Le studio affirme vouloir proposer la représentation la plus réaliste possible : armes, équipements, véhicules et décors sont recréés à partir de sources historiques, en utilisant ce qu’il décrit comme un modèle à « 1:1 scale model », c’est-à-dire à l’échelle réelle. Les protagonistes sont fictifs, mais leurs trajectoires s’inspirent directement de témoignages de vétérans qui ont vu de leurs yeux la brutalité de l’armée japonaise, mais aussi la violence parfois extrême des guérillas. Selon l’équipe, cette approche doit permettre de proposer un récit plus nuancé, qui ne se résume pas à une opposition manichéenne entre bons et méchants.

 

Un « Call of Duty chinois » sur un front rarement exploré

 

Ce n’est donc pas un hasard si de nombreux joueurs qualifient le projet de « Call of Duty chinois ». Sur le papier, le jeu reprend la recette classique du FPS narratif : mise en scène cinématographique, action militaire spectaculaire et campagne solo très dirigiste. La vraie originalité réside dans le choix du théâtre d’opérations. Au lieu de revenir une énième fois sur l’Europe ou sur les batailles du Pacifique popularisées en Occident, le jeu met en lumière un conflit que le grand public international connaît très peu.
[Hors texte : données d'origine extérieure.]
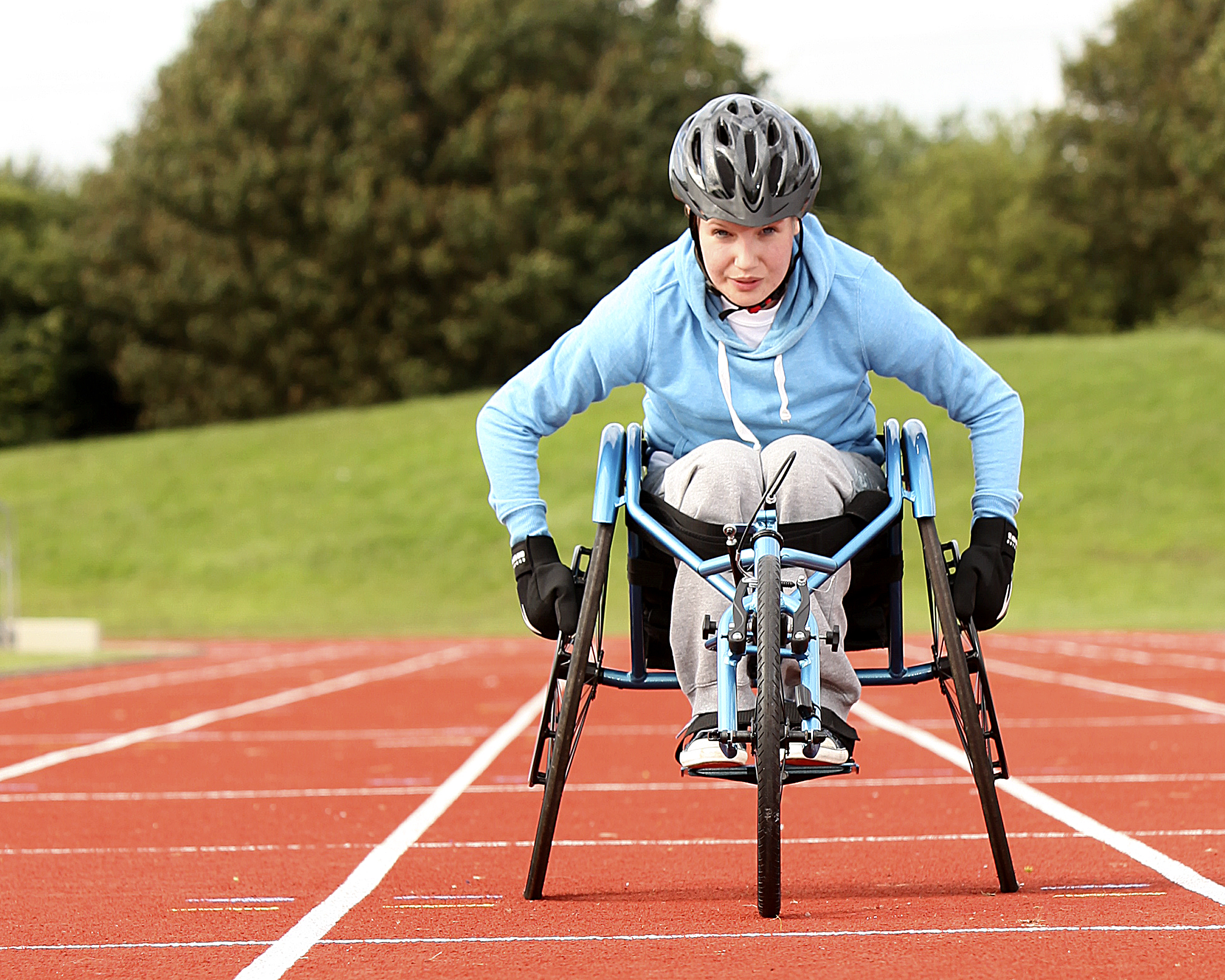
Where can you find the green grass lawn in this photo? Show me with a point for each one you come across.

C’est là que Fourteen Years of Flames pourrait se démarquer : en combinant la structure familière d’un grand FPS de guerre avec un front presque absent de la culture vidéoludique mondiale. Ce choix soulève inévitablement la question de la frontière entre mémoire historique et propagande contemporaine, mais les débats qui en découleront ne feront sans doute qu’attiser la curiosité autour du titre.

Pour l’heure, Fourteen Years of Flames ne dispose ni de date de sortie, ni de séquence de gameplay publique, et le jeu ne semble pas prévu dans d’autres langues que le chinois. Malgré tout, il s’annonce déjà comme une rareté dans le paysage actuel : un projet qui ose s’attaquer à l’un des conflits les plus sanglants de l’histoire moderne en choisissant un angle et un terrain que le jeu vidéo avait, jusqu’ici, largement délaissés.